5 responses to “As Clear As Mud

  • Ryan Haas

    Good stuff Ben. I agree with all the stuff you said. I really find it hard to believe those people that are outside of abortion clinics or having anti-gay rallies with all those signs filled with the most hateful things I’ve ever read share close to the same religion as me. It makes my soul sick to think that those people that have a different lifestyle (homosexuals) get verbally cut down by Christians, a people whose leader instructed them to love and accept everyone. Touching some heavy stuff in this blog dude, I like it.

    • benmoushon

      Thanks Ryan. The more I interact with people of different faiths (or lack of faith in the case of Atheists), the more I don’t want to be called a Christian. It’s made my relationship with Jesus stronger as I seek to know Him and live like Him better. My consolation is that I’m finding more people who believe the same and are just waiting for an opportunity to change lives under the radar, away from the politics and clamor.

  • Desiree J. Harning

    Dear Ben:
    I appreciated everything you said and I am with you in just about everything you commented on.
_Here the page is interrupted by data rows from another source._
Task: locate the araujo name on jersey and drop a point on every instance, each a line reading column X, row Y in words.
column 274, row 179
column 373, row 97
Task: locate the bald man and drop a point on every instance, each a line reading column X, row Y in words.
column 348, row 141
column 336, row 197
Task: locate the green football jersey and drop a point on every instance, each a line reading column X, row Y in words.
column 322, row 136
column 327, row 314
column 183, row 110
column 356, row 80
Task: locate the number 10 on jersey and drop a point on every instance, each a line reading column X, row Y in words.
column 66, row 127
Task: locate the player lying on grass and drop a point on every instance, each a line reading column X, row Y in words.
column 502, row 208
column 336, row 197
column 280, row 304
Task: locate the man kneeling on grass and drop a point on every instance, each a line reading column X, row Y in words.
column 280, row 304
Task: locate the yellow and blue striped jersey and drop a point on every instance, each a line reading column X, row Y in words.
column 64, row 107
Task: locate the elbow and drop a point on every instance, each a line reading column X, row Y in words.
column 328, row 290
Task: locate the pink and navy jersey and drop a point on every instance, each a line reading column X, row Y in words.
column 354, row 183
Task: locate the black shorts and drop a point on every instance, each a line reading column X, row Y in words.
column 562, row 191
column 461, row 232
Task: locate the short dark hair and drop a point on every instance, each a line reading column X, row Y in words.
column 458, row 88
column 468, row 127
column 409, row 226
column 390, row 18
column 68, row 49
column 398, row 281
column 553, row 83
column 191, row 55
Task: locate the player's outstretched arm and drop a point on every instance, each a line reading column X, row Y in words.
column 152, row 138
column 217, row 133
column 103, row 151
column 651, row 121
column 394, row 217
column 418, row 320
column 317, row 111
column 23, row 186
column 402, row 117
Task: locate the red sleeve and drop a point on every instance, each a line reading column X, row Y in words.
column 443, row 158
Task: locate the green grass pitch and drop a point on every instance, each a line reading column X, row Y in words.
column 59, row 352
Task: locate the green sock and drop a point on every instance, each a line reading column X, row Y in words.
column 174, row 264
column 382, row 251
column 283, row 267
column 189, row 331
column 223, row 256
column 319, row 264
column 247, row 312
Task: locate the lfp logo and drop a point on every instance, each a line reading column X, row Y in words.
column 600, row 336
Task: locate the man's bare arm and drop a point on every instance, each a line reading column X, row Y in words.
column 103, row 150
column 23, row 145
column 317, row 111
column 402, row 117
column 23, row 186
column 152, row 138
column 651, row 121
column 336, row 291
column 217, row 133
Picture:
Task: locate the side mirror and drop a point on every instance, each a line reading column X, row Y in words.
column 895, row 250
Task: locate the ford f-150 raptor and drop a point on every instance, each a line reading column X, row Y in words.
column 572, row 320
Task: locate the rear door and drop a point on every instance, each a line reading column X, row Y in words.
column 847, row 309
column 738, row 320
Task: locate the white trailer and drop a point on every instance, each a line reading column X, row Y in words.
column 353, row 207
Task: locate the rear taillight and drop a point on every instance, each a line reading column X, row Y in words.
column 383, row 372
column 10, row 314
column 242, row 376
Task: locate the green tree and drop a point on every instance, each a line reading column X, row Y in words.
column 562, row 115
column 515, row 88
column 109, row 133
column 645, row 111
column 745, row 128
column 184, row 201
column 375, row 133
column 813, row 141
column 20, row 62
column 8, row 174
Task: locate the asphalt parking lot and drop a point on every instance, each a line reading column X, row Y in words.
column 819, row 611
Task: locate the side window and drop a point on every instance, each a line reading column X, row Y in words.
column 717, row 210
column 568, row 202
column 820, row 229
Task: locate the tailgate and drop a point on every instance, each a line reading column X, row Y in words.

I too am tired of political agendas made into spiritual issues. I do have a question for you, however. Your comment about a women not teaching a man. Was that rhetorical or do you really believe this?

    • benmoushon

      Thanks Desi. The statement about women teaching men was rhetorical as yet another example of picking and choosing which pieces of the “law” we want to enforce. It’s simply amazing to me how adamently some individuals will use the Bible to beat down someone about how to live and yet ignore others altogether. I’m perplexed at how many people outraged at gay marriage, pro-choice legislation, tolerance of Muslims, or separation of church and state are calling for a “return to American Christian values”, while being led by Sarah Palin or Michelle Bachman. It’s like they forget that “Traditional Christian Values” build off of Paul’s text and define specific roles for women.

  • Alesia

    Just want you to know that I read this and appreciate your thoughts very much. You are a great guy and I’m sure you have made Jesus smile!! Don’t get me started on the haters…..I’ll leave it at that because it’s past my bed time!!